Information Fusion in
Cartographic Feature Extraction
from Aerial Imagery
David M. McKeown
Frederic P. Perlant
Jefferey Shufelt
Digital Mapping Laboratory
School of Computer Science
Carnegie Mellon University
Pittsburgh, PA 15213
Abstract
The extraction of buildings from aerial imagery is a
complex problem for automated computer vision. It requires
locating regions in a scene that possess properties
distinguishing them as man-made objects and opposed to
naturally occurring terrain features. The building extraction
process requires techniques that exploit knowledge about the
structure of man-made objects. Techniques do exist that take
advantage of this knowledge; various methods use edge-line
analysis, shadow analysis, and stereo imagery analysis to
produce building hypotheses. It is reasonable, however, to
assume that no single detection method will correctly
delineate or verify buildings in every scene. As an example,
imagine a feature extraction system that relied on analysis of
cast shadows to predict building locations in cases where the
sun was directly above the scene.
It seems clear that a cooperative-methods paradigm is
useful in approaching the building extraction problem. Using
this paradigm, each extraction technique provides
information which can then be added or assimilated into an
overall interpretation of the scene. Thus, our research focus
is to explore the development of a computer vision system
that integrates the results of various scene analysis
techniques into an accurate and robust interpretation of the
underlying three-dimensional scene.
This paper briefly describes research results in two areas.

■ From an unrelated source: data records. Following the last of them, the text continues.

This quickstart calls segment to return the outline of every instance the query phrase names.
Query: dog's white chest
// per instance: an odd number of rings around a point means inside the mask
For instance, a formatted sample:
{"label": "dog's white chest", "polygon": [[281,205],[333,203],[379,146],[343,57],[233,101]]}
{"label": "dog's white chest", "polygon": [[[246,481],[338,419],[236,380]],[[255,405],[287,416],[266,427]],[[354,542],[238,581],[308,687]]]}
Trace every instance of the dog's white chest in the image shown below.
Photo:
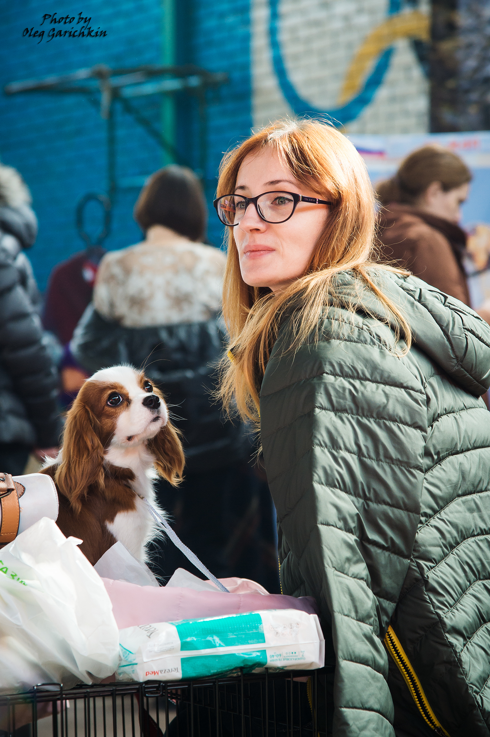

First, we describe the problem of building hypothesis fusion
using only monocular cues in aerial imagery. Several
building extraction techniques are briefly surveyed, including
four building extraction, verification, and clustering systems
that form the basis for the work described here. A method
for fusing the symbolic data generated by these systems is
described, and applied to monocular image and stereo image
data sets. Evaluation methods for the fusion results are
described, and the fusion results are analyzed using these
methods.
The second research area examines how estimates of three-
dimensional scene structure, as encoded in a scene disparity
map, can be improved by the analysis of the original
monocular imagery. In some sense this procedure is counter
intuitive. Since we have already used the imagery to perform
stereo matching, what information could be available in
either of the single images that would improve on the stereo
analysis? We describe the utilization of surface illumination
information provided by the segmentation of the monocular
image into fine surface patches of nearly homogeneous
intensity to remove mismatches generated during stereo
matching. Such patches are used to guide a statistical
analysis of the disparity map based on the assumption that
such patches correspond closely with physical surfaces in the
scene. This technique is quite independent of whether the
initial disparity map was generated by automated area-based
or feature-based stereo matching.
1 Introduction
The extraction of significant man-made structures such as
buildings and roads from aerial imagery is a complex
problem that must be addressed in order to produce a fully
automated cartographic feature extraction system. We focus
on the building extraction process since buildings are present
in almost all sites of cartographic interest and their robust
detection and delineation requires techniques that exploit
knowledge about man-made structures. There exist a
multitude of techniques that take advantage of such
knowledge; various methods use edge-line analysis, shadow
analysis, stereo disparity analysis, and structural analysis to
generate building hypotheses 1 ’ 2> 3 > 4,5< 6> 7 > 8 .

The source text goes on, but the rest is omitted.